At the moment there is condensation collection on the surface of the freezer i have in my garage
and also i am not sure i can place my server in -25 during operation

i had the server in the attic this summer and it was super hot outside but it was stable at 45C so not a huge problem

Under the house could be a idea if it was not for the fact that there are mice and other rodents there and also -25C during the winter
but thanks for the input :smile:
 

jgreco

Resident Grinch
Joined
May 29, 2011
Messages
18,681
so yea i am ****ed :-(
the airflow is no problem but the static i don't see how to do that and go silent at the same time

You don't. The process of consuming energy to create pressure with fans is just a noisy business.

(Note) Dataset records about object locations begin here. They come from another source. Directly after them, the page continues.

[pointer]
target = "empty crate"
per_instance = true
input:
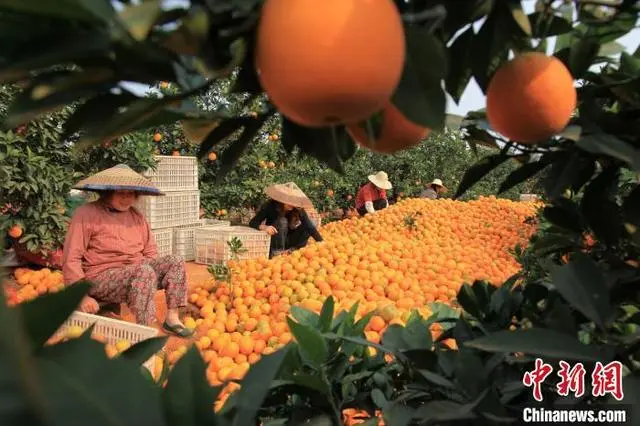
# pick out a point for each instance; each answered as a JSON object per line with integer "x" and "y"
{"x": 184, "y": 237}
{"x": 172, "y": 209}
{"x": 174, "y": 173}
{"x": 164, "y": 241}
{"x": 212, "y": 243}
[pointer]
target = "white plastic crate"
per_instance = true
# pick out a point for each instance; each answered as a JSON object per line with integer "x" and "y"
{"x": 215, "y": 222}
{"x": 315, "y": 217}
{"x": 174, "y": 173}
{"x": 164, "y": 241}
{"x": 212, "y": 248}
{"x": 172, "y": 209}
{"x": 184, "y": 237}
{"x": 113, "y": 330}
{"x": 184, "y": 240}
{"x": 528, "y": 197}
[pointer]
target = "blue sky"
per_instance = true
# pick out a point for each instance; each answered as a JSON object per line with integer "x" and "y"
{"x": 473, "y": 98}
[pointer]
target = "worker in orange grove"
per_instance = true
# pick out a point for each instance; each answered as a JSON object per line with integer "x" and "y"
{"x": 372, "y": 196}
{"x": 284, "y": 218}
{"x": 434, "y": 190}
{"x": 109, "y": 243}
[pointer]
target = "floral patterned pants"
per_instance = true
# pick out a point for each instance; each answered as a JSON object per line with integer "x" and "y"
{"x": 136, "y": 286}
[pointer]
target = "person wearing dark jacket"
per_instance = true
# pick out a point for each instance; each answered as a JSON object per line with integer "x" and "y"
{"x": 284, "y": 218}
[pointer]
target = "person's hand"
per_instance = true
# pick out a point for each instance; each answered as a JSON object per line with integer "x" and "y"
{"x": 89, "y": 305}
{"x": 270, "y": 230}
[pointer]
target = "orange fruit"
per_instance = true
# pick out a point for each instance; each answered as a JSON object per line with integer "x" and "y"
{"x": 376, "y": 323}
{"x": 318, "y": 74}
{"x": 396, "y": 132}
{"x": 15, "y": 231}
{"x": 531, "y": 98}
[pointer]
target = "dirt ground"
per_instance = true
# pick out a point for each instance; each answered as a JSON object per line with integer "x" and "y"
{"x": 196, "y": 274}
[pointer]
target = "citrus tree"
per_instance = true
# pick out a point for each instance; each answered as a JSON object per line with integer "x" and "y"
{"x": 379, "y": 73}
{"x": 37, "y": 173}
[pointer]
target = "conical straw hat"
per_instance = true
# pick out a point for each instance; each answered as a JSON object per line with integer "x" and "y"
{"x": 289, "y": 193}
{"x": 439, "y": 183}
{"x": 381, "y": 180}
{"x": 118, "y": 178}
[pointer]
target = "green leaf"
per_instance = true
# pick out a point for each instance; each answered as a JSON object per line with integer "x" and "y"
{"x": 467, "y": 300}
{"x": 469, "y": 372}
{"x": 93, "y": 111}
{"x": 247, "y": 80}
{"x": 416, "y": 335}
{"x": 65, "y": 9}
{"x": 44, "y": 315}
{"x": 629, "y": 64}
{"x": 396, "y": 414}
{"x": 145, "y": 349}
{"x": 256, "y": 385}
{"x": 52, "y": 53}
{"x": 538, "y": 341}
{"x": 520, "y": 18}
{"x": 55, "y": 89}
{"x": 419, "y": 95}
{"x": 479, "y": 170}
{"x": 188, "y": 398}
{"x": 329, "y": 145}
{"x": 311, "y": 343}
{"x": 22, "y": 396}
{"x": 459, "y": 64}
{"x": 220, "y": 133}
{"x": 598, "y": 202}
{"x": 548, "y": 25}
{"x": 490, "y": 49}
{"x": 77, "y": 377}
{"x": 140, "y": 18}
{"x": 326, "y": 314}
{"x": 526, "y": 171}
{"x": 631, "y": 208}
{"x": 436, "y": 412}
{"x": 581, "y": 55}
{"x": 583, "y": 285}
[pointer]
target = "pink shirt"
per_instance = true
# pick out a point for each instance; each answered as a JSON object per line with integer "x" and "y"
{"x": 99, "y": 239}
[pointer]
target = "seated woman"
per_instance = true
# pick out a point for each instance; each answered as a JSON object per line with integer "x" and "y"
{"x": 434, "y": 190}
{"x": 372, "y": 196}
{"x": 110, "y": 244}
{"x": 284, "y": 218}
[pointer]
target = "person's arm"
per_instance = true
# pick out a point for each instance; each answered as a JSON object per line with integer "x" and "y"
{"x": 310, "y": 226}
{"x": 150, "y": 250}
{"x": 75, "y": 245}
{"x": 367, "y": 196}
{"x": 368, "y": 205}
{"x": 260, "y": 216}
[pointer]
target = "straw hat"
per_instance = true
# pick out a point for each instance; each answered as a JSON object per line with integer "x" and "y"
{"x": 118, "y": 178}
{"x": 381, "y": 180}
{"x": 438, "y": 182}
{"x": 289, "y": 193}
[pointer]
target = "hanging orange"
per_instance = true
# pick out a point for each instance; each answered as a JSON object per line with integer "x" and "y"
{"x": 329, "y": 62}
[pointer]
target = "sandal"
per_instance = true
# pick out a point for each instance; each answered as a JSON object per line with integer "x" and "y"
{"x": 178, "y": 330}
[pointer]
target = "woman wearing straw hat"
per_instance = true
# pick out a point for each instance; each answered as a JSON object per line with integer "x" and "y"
{"x": 434, "y": 189}
{"x": 372, "y": 196}
{"x": 285, "y": 219}
{"x": 110, "y": 244}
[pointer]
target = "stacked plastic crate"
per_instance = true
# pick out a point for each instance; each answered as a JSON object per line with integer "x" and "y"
{"x": 173, "y": 217}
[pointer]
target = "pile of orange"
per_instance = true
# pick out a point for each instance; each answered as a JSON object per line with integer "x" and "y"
{"x": 393, "y": 262}
{"x": 35, "y": 283}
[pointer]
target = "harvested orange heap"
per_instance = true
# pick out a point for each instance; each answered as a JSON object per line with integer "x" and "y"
{"x": 395, "y": 261}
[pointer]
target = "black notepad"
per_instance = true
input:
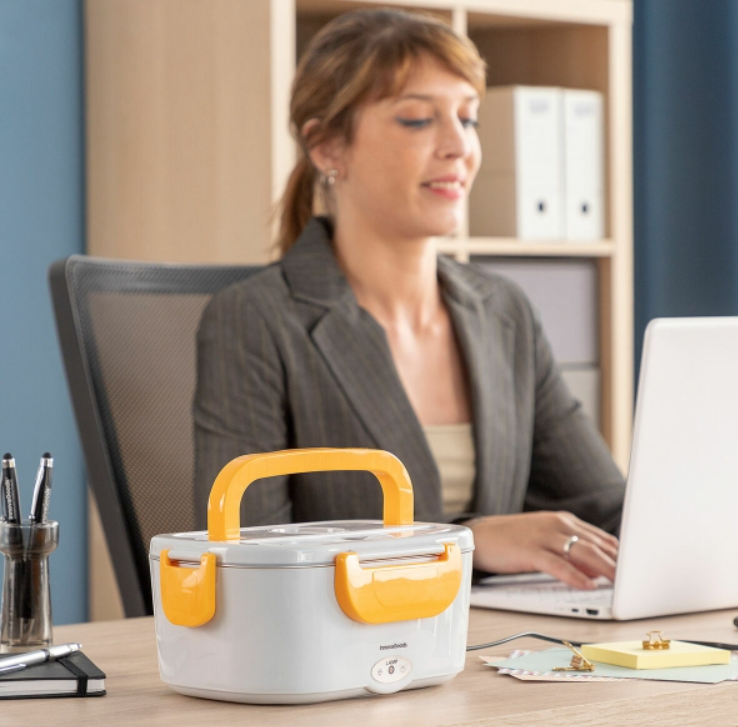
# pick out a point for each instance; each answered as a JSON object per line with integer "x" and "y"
{"x": 71, "y": 676}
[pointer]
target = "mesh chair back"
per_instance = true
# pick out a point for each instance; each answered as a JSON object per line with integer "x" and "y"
{"x": 127, "y": 332}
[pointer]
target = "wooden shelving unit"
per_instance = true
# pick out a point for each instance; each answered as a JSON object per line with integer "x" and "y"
{"x": 188, "y": 148}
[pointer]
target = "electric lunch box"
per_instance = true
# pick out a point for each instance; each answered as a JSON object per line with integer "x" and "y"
{"x": 310, "y": 612}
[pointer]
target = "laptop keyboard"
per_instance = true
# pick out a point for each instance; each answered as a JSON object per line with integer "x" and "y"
{"x": 546, "y": 592}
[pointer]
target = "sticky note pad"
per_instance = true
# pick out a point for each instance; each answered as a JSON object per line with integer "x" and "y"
{"x": 632, "y": 655}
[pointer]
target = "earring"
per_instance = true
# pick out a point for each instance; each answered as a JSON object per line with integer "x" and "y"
{"x": 329, "y": 178}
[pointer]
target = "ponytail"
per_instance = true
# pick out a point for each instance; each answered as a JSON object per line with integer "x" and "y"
{"x": 297, "y": 203}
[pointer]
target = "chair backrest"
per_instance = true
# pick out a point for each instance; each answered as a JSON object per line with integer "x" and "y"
{"x": 127, "y": 332}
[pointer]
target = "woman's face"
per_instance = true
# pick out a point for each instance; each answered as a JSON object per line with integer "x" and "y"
{"x": 413, "y": 157}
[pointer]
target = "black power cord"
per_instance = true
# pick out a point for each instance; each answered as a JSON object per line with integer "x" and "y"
{"x": 554, "y": 640}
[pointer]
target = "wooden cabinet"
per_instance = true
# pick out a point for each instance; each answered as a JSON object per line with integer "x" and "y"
{"x": 188, "y": 147}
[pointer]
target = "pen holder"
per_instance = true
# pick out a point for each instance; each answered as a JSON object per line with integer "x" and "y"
{"x": 25, "y": 622}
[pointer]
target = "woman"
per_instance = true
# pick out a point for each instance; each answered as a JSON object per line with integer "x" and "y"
{"x": 362, "y": 337}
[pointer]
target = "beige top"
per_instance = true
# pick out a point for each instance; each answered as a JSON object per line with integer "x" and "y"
{"x": 452, "y": 446}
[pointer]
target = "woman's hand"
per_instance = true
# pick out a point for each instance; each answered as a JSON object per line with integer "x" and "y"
{"x": 536, "y": 541}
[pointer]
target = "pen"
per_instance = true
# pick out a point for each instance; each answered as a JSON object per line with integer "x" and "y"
{"x": 10, "y": 497}
{"x": 42, "y": 490}
{"x": 21, "y": 661}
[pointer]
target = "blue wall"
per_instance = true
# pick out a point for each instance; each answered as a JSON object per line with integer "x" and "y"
{"x": 685, "y": 68}
{"x": 41, "y": 220}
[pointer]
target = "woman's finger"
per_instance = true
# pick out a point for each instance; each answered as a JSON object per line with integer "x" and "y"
{"x": 564, "y": 570}
{"x": 593, "y": 560}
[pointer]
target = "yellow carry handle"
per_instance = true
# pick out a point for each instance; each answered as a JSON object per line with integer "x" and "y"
{"x": 224, "y": 506}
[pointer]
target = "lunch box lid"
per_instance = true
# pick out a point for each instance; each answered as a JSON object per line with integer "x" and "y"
{"x": 315, "y": 543}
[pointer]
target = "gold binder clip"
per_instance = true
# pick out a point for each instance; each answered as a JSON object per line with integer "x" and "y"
{"x": 656, "y": 641}
{"x": 579, "y": 662}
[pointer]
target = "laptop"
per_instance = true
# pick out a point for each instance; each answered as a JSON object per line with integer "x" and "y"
{"x": 679, "y": 533}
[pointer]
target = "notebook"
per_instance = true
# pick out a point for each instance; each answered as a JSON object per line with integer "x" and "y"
{"x": 678, "y": 540}
{"x": 71, "y": 676}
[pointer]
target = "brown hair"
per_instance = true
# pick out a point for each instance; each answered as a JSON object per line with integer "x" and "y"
{"x": 360, "y": 56}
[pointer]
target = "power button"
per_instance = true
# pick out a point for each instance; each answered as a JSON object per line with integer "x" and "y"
{"x": 391, "y": 669}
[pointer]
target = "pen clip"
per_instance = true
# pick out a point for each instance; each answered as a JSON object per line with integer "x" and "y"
{"x": 10, "y": 669}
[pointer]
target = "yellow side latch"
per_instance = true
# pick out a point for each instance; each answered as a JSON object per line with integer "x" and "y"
{"x": 187, "y": 594}
{"x": 397, "y": 592}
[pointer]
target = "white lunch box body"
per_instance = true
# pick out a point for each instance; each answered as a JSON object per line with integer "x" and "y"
{"x": 314, "y": 611}
{"x": 279, "y": 635}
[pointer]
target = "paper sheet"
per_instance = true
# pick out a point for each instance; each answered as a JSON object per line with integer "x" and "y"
{"x": 538, "y": 666}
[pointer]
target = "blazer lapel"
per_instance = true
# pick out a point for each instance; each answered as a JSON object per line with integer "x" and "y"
{"x": 486, "y": 340}
{"x": 355, "y": 349}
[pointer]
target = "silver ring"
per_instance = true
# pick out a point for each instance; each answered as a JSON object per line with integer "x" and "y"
{"x": 567, "y": 545}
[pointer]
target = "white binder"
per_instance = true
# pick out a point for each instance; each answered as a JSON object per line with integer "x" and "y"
{"x": 518, "y": 192}
{"x": 584, "y": 165}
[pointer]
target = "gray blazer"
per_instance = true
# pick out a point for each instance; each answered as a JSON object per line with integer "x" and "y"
{"x": 287, "y": 358}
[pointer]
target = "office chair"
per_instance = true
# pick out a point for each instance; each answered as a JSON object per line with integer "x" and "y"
{"x": 127, "y": 335}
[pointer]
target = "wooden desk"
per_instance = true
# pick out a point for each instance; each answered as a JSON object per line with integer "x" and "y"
{"x": 126, "y": 651}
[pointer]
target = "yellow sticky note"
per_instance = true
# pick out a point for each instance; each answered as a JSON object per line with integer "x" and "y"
{"x": 632, "y": 655}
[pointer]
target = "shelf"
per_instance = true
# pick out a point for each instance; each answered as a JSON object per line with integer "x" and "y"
{"x": 511, "y": 247}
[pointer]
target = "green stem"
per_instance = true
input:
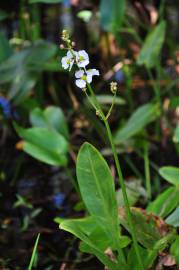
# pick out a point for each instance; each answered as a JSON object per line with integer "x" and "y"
{"x": 124, "y": 192}
{"x": 121, "y": 179}
{"x": 147, "y": 171}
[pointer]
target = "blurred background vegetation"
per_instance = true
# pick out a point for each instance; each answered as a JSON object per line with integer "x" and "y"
{"x": 132, "y": 42}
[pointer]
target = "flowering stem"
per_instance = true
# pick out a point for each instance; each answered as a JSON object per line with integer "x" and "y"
{"x": 112, "y": 105}
{"x": 121, "y": 179}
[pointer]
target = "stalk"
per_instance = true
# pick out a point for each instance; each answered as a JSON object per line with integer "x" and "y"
{"x": 147, "y": 171}
{"x": 121, "y": 178}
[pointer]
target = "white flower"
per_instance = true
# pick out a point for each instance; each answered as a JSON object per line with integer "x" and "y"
{"x": 84, "y": 78}
{"x": 68, "y": 60}
{"x": 90, "y": 73}
{"x": 82, "y": 59}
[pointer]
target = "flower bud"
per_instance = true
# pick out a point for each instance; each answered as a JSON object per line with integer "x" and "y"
{"x": 113, "y": 87}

The main problem with hobbyist grade fans is that they tend to die after a year or two of abuse. The industrial grade fans that Supermicro uses tend to last a really long time. Noctua can call their fans "industrial" but it doesn't really make it so. There are a number of good, high quality fan manufacturers out there with actual real-world runtimes that are crazy.

Placing fans in the top of your 4U chassis isn't going to be helpful because that isn't where the heat problems are. You need the forced air to move past the drives, which are the most heat-sensitive components in a NAS. So your options are to go with the as-designed/as-engineered solution, or find some way to increase airflow by the drives to remove heat. There's also a nonviable option of doing some random thing that allows your drives to bake.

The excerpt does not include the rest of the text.